When Arsenal manager Arsene Wenger told reporters that his side had no special plans to deal with in-form Tottenham Hotspur winger Gareth Bale this week, several onlookers raised an eyebrow at the Frenchman’s dubious decision.
The Gunners, said Wenger, should concentrate on getting their own game right. If they piece together a competent performance then, regardless of the opposition’s play, the win would be there for the taking.
In the end, Wenger’s side did indeed exhibit their lack of attention towards Bale’s individual skill – but they turned in a very ordinary performance of their own, too.
Atrocious defending from the Arsenal back four was present throughout the match, but Spurs made them pay in three mad first half minutes, as first Bale and then Aaron Lennon made the Gunners’ backline look silly.
What was truly extraordinary was the Arsenal defence’s insistence on playing a high line against a side with one of the quickest, most incisive teams in the Premier League.
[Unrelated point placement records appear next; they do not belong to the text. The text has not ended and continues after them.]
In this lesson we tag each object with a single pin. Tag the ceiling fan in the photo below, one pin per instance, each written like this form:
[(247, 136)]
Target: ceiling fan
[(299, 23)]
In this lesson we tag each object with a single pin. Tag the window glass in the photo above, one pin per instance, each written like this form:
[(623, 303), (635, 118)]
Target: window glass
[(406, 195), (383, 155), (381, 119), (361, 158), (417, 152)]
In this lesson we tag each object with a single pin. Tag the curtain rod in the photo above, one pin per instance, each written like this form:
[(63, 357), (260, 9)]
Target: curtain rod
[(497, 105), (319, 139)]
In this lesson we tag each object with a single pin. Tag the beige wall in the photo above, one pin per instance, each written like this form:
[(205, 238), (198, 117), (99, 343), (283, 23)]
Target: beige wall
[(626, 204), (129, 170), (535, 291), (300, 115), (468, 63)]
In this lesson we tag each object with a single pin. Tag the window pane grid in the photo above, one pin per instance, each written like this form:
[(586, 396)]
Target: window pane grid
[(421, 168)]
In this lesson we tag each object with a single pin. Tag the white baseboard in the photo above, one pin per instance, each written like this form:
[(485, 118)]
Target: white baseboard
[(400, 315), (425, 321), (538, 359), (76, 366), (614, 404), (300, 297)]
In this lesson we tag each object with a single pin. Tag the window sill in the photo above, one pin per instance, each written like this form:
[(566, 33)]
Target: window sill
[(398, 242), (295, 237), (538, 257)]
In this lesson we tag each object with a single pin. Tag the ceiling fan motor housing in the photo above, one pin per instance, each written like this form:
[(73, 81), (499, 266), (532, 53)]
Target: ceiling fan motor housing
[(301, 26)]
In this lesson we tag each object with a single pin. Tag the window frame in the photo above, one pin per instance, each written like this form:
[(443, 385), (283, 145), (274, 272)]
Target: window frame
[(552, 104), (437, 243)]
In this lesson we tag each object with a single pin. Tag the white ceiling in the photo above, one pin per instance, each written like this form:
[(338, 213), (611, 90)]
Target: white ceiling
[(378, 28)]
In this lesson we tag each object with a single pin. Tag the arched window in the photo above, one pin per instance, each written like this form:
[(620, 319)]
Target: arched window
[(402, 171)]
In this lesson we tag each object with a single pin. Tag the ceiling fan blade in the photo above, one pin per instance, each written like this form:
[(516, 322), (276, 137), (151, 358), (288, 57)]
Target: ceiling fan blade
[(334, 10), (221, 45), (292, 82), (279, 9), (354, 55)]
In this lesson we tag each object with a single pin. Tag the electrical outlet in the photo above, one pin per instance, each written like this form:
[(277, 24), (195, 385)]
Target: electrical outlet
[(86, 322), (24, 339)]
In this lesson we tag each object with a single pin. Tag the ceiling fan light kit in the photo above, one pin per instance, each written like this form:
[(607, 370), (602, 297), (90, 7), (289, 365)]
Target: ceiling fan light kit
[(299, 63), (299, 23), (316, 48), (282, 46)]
Both goals saw the respective speedy Spurs player beat the offside trap before finishing coolly past Wojciech Szczesny – as hapless Arsenal pair Per Mertesacker and Thomas Vermaelen watched on helplessly.
But the contrast between the penetrative nature of Andre Villas-Boas’ third-placed side and Wenger’s charitable defence was not the deciding factor in the match.
More worryingly for Arsenal, Tottenham looked more competent in almost every facet of the game.
Villas-Boas’ impressive outfit were quicker, more composed, had a higher sense of urgency, showed more desire and were stronger – both physically and, perhaps most patently, mentally.
When Per Mertesacker pulled a goal back for the Gunners early in the second half, you could be forgiven for expecting a typical Spurs implosion, not dissimilar to that which Arsenal profited from last season.
But Villas-Boas and chairman Daniel Levy have recruited and moulded a team which is capable of remaining organised under pressure. With Jan Vertonghen and Michael Dawson at the heart of their defence, Tottenham didn’t really look like allowing Wenger’s men to find a second goal.
It’s a big ask for the Gunners to make the Champions League places now. With Spurs seven points in front and Chelsea five ahead, Arsenal will probably need to win the majority of their last ten fixtures. Sunday’s result could turn out to be one of the final nails in Wenger’s coffin.
Wenger’s single-minded insistence on trusting his players to perform is admirable. Arsenal’s squad is undoubtedly made up of talented footballers, capable of winning football matches.
But the fact is that they are not good to win football matches on ability alone anymore. This is not the ‘Invincibles’ team of ten years ago. Wenger’s failure to set his defence up appropriately cost him dearly, and allowed Bale an opening that he would have picked himself if he could.
Such managerial mishaps are becoming more and more frequent. A fifth-place finish, or even below, will be even more difficult to justify.